Four Lessons Data Center Managers Can Learn from the Most Powerful Supercomputers

2024-07-29

250

If you were to ask a passerby what a supercomputer is, chances are that in most cases, they will mention an example of a “villain” from a movie. From HAL 9000 (2001: A Space Odyssey) to VIKI in iRobot to Skynet from Terminator.

In popular culture, supercomputers are often presented as sentient systems that evolved before turning against their creator.

This perception would cause great laughter among researchers at Lawrence Livermore National Laboratory or the National Weather Service.

The fact is that today’s supercomputers are far from being conscious and artificial intelligence can simply be compared to a search bar capable of scanning very large volumes of data.

Today, supercomputers power a multitude of cutting-edge applications, from oil and gas exploration to weather forecasting to financial markets and the development of new technologies.

Supercomputers are the Lamborghinis and Bugattis of the computing world, and Kingston is closely following the developments that are pushing the boundaries of computing.

From the use and tuning of DRAM to firmware improvements for storage array management to prioritizing consistent throughput and latency over peak values, our technologies are deeply influenced by cutting-edge supercomputer technologies.

Similarly, cloud and on-premises data center managers can learn valuable lessons from the supercomputing world about infrastructure design and management.

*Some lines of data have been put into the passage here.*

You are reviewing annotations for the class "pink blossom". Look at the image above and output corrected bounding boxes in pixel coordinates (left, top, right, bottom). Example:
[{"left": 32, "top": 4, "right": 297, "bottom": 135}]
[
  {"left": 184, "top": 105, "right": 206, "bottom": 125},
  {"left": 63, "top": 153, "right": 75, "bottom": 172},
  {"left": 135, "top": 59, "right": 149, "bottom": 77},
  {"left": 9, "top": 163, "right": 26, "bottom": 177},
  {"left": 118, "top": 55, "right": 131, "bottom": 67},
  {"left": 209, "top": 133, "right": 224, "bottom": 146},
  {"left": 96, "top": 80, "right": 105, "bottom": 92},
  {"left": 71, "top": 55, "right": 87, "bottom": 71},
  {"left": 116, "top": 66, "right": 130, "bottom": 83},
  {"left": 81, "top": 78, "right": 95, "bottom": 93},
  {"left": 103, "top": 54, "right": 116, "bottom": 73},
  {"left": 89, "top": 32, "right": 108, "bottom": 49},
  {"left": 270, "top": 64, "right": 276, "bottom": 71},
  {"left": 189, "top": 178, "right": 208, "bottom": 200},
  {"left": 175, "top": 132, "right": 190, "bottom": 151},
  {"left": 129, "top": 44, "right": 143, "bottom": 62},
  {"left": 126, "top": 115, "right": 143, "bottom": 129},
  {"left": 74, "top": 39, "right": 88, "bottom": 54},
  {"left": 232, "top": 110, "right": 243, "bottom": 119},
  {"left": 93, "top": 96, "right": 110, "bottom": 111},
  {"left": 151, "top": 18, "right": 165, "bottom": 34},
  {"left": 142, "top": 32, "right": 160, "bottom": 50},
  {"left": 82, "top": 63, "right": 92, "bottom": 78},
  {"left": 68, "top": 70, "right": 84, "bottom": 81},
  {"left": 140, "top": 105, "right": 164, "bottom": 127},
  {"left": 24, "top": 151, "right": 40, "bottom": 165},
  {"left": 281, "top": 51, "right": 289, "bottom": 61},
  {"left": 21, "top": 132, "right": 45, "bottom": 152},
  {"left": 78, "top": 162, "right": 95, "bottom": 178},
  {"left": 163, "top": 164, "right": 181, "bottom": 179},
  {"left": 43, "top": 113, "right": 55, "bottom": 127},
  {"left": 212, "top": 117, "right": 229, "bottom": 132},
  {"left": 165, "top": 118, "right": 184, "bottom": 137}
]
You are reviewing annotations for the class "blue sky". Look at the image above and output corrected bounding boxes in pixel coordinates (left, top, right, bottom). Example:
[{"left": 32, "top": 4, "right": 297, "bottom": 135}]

They will be able to better select components that can keep up with future advances, avoiding a complete system overhaul.

server with glowing lines representing a network

Table of Contents

1. Supercomputers are designed precisely for constancy

Unlike most cloud computing platforms, such as Amazon Web Services or Microsoft Azure, which are designed for a variety of applications that can use shared resources and infrastructure, most supercomputers are built to meet specific needs.

The most recent list of the Top 500 Fastest Supercomputers in the World (Public Domain and Declassified) not only shows locations and speeds, but also the primary application area.

Of the top twelve supercomputers, eleven are dedicated to energy research, nuclear testing, and defense applications. The only outsider is Frontera, a petaflop system funded by the National Science Foundation, from Texas Advanced Computing at the University of Texas.

It provides academic resources to scientists and engineers in partner research projects. The next twenty supercomputers in the Top 500 are almost all used in government defense and intelligence applications. The 30th to 50th positions are systems used primarily by weather services. The second half of the Top 100 is made up of enterprise systems (NVIDIA, Facebook, etc.), midrange weather forecasting systems, and systems dedicated to space research programs, oil and gas exploration, education, and specific government applications.

These machines are not generic solutions. They are custom-developed with manufacturers such as Intel, Cray, HP, Toshiba and IBM to perform specific computations on particular data sets, in real time or asynchronously.

They have defined acceptable latency thresholds.

Predefined computing resources leveraging millions of processing cores
Frequencies between 18,000 and 200,000 teraFLOPS.

Storage capacities are expressed in exabytes, much larger than the petabytes of modern data warehouses.

The function of systems like Frontera is not to be able to sprint to handle a spike in computational load; they must read a large volume of data constantly to get a result. A spike in computational performance could actually cause errors in the results. That is why the priority is placed on consistency.

Today’s data center manager must first answer the question “What will the system be used for?” in order to consider the architecture, manage resources, and integrate security features.

Managing a data center that runs a multitude of virtual desktops is not the same as managing a data center for a 112 plant or an air traffic control system. Needs, requirements, service level agreements, and budgets are different, and the design must be adapted accordingly.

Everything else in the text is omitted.